Congrès des élus en Guadeloupe
J'ai jugé utile de mettre en ligne l'intervention que j'aurais dû tenir au Congrès des élus du 7 mai 2009 en Guadeloupe, à Basse-Terre. Malheureusement, chose gravissime, le collectif LKP a investi l'hémicycle une heure avant, obligeant ainsi le Président du Conseil Général à reporter le Congrès, tant les conditions pacifiques et de sécurité n'étaient pas réunies pour sa tenue. Beaucoup considèrent qu'il s'agit là d'une atteinte grave à la démocratie, et ceci d'autant plus que les leaders du LKP ont justifié leurs agissements en se déclarant représentants du peuple en lutte, et que désormais c'est par la démocratie directe qu'ils comptaient faire valoir leurs revendications. De telles déclarations font froid dans le dos. Aussi, quelque part, une partie de l'intervention ci-après avait malheureusement un côté prémonitoire. De tels événement m'incitent aussi à produire de la réflexion sur les mouvements révolutionnaires de type marxiste, dans ce qu'ils ont d'antihumanistes et de totalitaires. Et moi qui pensais que sur point, l'Histoire nous avait servi de leçon, et pas uniquement dans le cas de la Terreur avec le Comité de Salut Public, et de la révolution de 1917. Mais bien au travers de tous les événements révolutionnaires se réclamant du marxisme survenus durant le 20e siècle.
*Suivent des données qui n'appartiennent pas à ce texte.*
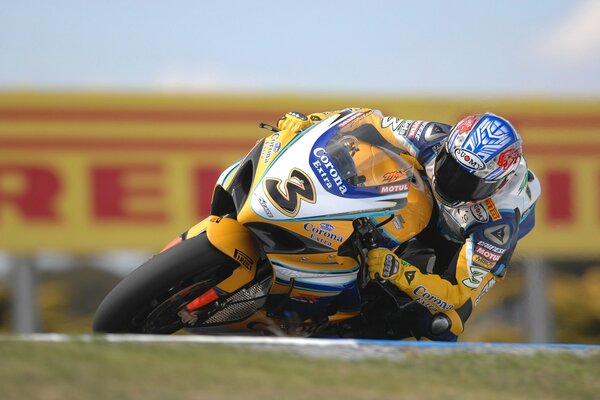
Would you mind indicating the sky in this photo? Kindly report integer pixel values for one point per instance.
(542, 47)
Peut-on me citer un exemple de par l'Histoire où ce type de révolutions n'aient pas produit du totalitarisme ? Et à l'heure où en France les idéées révolutionnaires sont à nouveau en odeur de sainteté - au point d'inquiéter Villepin, et même Alain Minc -, je crois qu'il est temps de réinterroger de telles doctrines. Pour autant, reste que la question sociale doit demeurer au coeur de tout projet politique de gauche. Mais pas au prix d'un renoncement aux principes démocratiques. Là-dessus, oui, il faut le réaffirmer haut et fort, le libéralisme politique - que pour ma part je distingue du libéralisem économique - est un apport essentiel de nos démocrties modernes, malgré quelques contradictions, et tout particulièrement la question du droit de propriété comme droit inaliénable, mais peut-être surtout le fait que centré sur l'indivdu, il aurait conduit à l'hyperindividualisme, et donc à l'affaissement du politique, ou plus précisément du sens commun de la vie sur Terre. Mais c'est déjà un autre débat.
Intervention publique
Messieurs les Présidents,
Mesdames et Messieurs les élus,
Cher-e-s Concitoyen-ne-s,
Je mesure toute la solennité d’être ici et maintenant devant vous, et c’est un immense honneur pour moi de pouvoir intervenir publiquement sur des sujets aussi importants.
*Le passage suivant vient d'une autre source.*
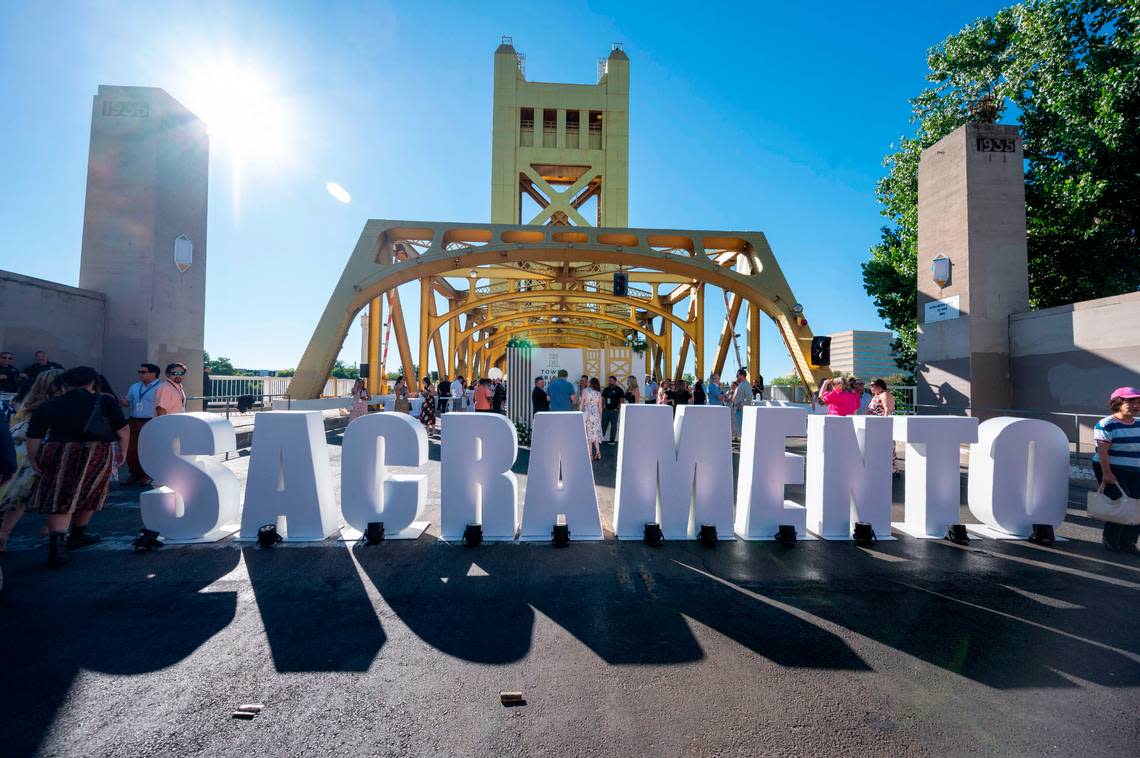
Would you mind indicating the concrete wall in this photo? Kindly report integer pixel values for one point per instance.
(39, 315)
(1069, 358)
(146, 187)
Aussi, je souhaiterais soumettre à votre jugement, en tant que jeune intellectuel engagé – même si j’emploie ici le mot intellectuel avec beaucoup de circonspection et de modestie – ces quelques réflexions critiques que m’inspire le thème de ce Congrès :
En préliminaire, je tiens à rappeler – même si c’est une évidence – que nous devons la tenue de ce Congrès, qu’en raison des événements historiques survenus récemment : je veux parler des 44 jours de grève portés par le collectif LKP. Car nul doute que cette effervescence sociale, extrêmement populaire, a interrompu le ronronnement rassurant de notre petit pays, et précipité l’amorce d’une prise de conscience collective pour le moins salutaire. Et c’est en cela que ce mouvement social me semble très positif.
Ce qu’a révélé aussi de manière aigüe cette mobilisation contre la vie chère, c’est l’ampleur du malaise social dans notre pays, lié en grande partie aux inégalités salariales, à la précarité, et à l’exclusion sociale. Cela constitue certainement l’un des maux les plus préoccupants de notre société, susceptible à terme de menacer notre contrat social. Et je pense ici plus particulièrement aux jeunes désœuvrés, dont le nombre de cesse de grandir, et pour qui les problématiques de l’insertion sociale et professionnelle devraient figurer parmi les préoccupations politiques les plus urgentes.
Or il faut être honnête, la question sociale en Guadeloupe – comme d’ailleurs au niveau national – a été depuis trop longtemps absente du débat politique, alors même que les problématiques du mieux être social, de la valeur du travail par rapport au capital, de la redistribution des richesses, de la solidarité et de la sécurité sociale auraient dû être au cœur des préoccupations des partis politiques locaux – à commencer par les partis de gauche –, quand on sait que notre département bat tous les records en matière d’inégalités sociales. C’est je crois, ce que tâche de nous dire en substance les organisations syndicales présentes aujourd’hui, et que désormais les élus locaux doivent entendre. Et, même si cela peut paraître anecdotique, il me semble utile pour étayer mon propos de rappeler ici que tout récemment la municipalité de Baïllif a tâché illégalement de faire fermer le CECAS, alors même que ce service public remplit une mission essentielle dans le domaine social.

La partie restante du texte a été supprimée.